Both dietary and pharmacological strategies targeting autophagy, lipid metabolism, and oxidative stress hold genuine therapeutic promise. The TRF protocol’s induction of ATG-5 and reduction in FGF-21 in a clinical trial setting [
6], alongside the PLIN3 upregulation and CD36 modulation achieved by natural polyphenols [
7], converge on autophagy and lipophagy as targets deserving further investigation. These findings are particularly relevant given the emerging role of autophagy impairment in the transition from simple liver steatosis to metabolic dysfunction-associated steatohepatitis (MASH) and fibrosis.

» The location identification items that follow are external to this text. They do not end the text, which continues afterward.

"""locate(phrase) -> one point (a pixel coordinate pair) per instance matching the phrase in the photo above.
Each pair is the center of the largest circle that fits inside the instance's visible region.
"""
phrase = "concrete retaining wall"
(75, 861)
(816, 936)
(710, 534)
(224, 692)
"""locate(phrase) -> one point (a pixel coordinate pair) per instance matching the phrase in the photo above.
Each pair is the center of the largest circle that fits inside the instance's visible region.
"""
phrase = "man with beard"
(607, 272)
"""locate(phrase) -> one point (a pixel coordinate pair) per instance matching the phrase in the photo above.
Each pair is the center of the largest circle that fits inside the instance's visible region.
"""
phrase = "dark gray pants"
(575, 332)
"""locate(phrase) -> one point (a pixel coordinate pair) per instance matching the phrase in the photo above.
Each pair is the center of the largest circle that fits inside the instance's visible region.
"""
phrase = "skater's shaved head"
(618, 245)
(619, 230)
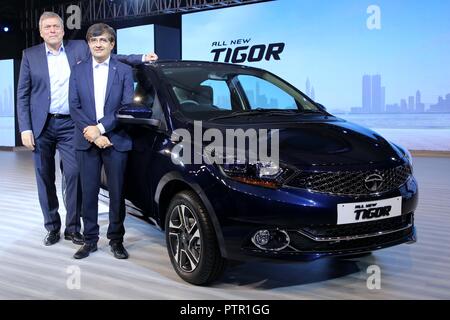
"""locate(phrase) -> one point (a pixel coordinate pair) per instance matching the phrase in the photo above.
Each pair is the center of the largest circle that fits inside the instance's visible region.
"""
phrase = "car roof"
(191, 63)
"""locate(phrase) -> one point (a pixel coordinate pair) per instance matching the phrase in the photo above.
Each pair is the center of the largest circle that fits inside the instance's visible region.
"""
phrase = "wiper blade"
(257, 112)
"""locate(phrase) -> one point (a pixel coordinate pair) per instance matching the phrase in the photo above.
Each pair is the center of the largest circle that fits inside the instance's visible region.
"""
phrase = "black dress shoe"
(75, 237)
(52, 237)
(85, 250)
(119, 251)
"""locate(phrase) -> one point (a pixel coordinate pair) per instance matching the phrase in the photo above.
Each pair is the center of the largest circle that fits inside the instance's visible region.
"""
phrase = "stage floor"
(29, 270)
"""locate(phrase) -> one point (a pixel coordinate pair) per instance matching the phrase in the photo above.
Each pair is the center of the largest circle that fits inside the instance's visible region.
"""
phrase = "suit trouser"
(57, 135)
(90, 163)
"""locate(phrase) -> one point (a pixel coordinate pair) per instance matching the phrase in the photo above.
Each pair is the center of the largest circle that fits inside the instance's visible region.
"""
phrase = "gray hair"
(49, 14)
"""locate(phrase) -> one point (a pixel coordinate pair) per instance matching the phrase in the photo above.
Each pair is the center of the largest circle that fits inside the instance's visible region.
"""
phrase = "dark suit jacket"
(119, 91)
(33, 90)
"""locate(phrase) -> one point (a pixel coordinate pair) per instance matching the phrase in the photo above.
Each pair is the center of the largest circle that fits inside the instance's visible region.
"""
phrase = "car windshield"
(214, 92)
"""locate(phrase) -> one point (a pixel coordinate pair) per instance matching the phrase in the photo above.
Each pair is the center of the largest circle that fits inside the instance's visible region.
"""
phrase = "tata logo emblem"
(373, 182)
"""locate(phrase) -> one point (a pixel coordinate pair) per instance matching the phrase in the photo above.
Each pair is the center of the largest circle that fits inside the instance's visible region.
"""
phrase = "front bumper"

Finally, the role of concurrent diseases in amplifying MASLD risk and altering its phenotypic expression demands dedicated multidisciplinary attention. Hepatologists, endocrinologists, and dietitians must collaborate to properly diagnose and treat MASLD, specifically in challenging patients.
4. Conclusions
The Special Issue “Advances in Non-Alcoholic Fatty Liver Disease: Pathophysiology, Diagnosis, and Emerging Therapies” has brought together a diverse and complementary collection of research that advances our understanding of MASLD across its spectrum. We are grateful to all contributing authors for their rigorous and innovative work, to the reviewers who strengthened these manuscripts through their expert critique, and to the editorial team of Life Journal for their support throughout this process. The field of MASLD continues to evolve at remarkable speed, and it is our hope that the insights gathered in this issue will contribute meaningfully to the next generation of clinical and translational research directed at this global health challenge.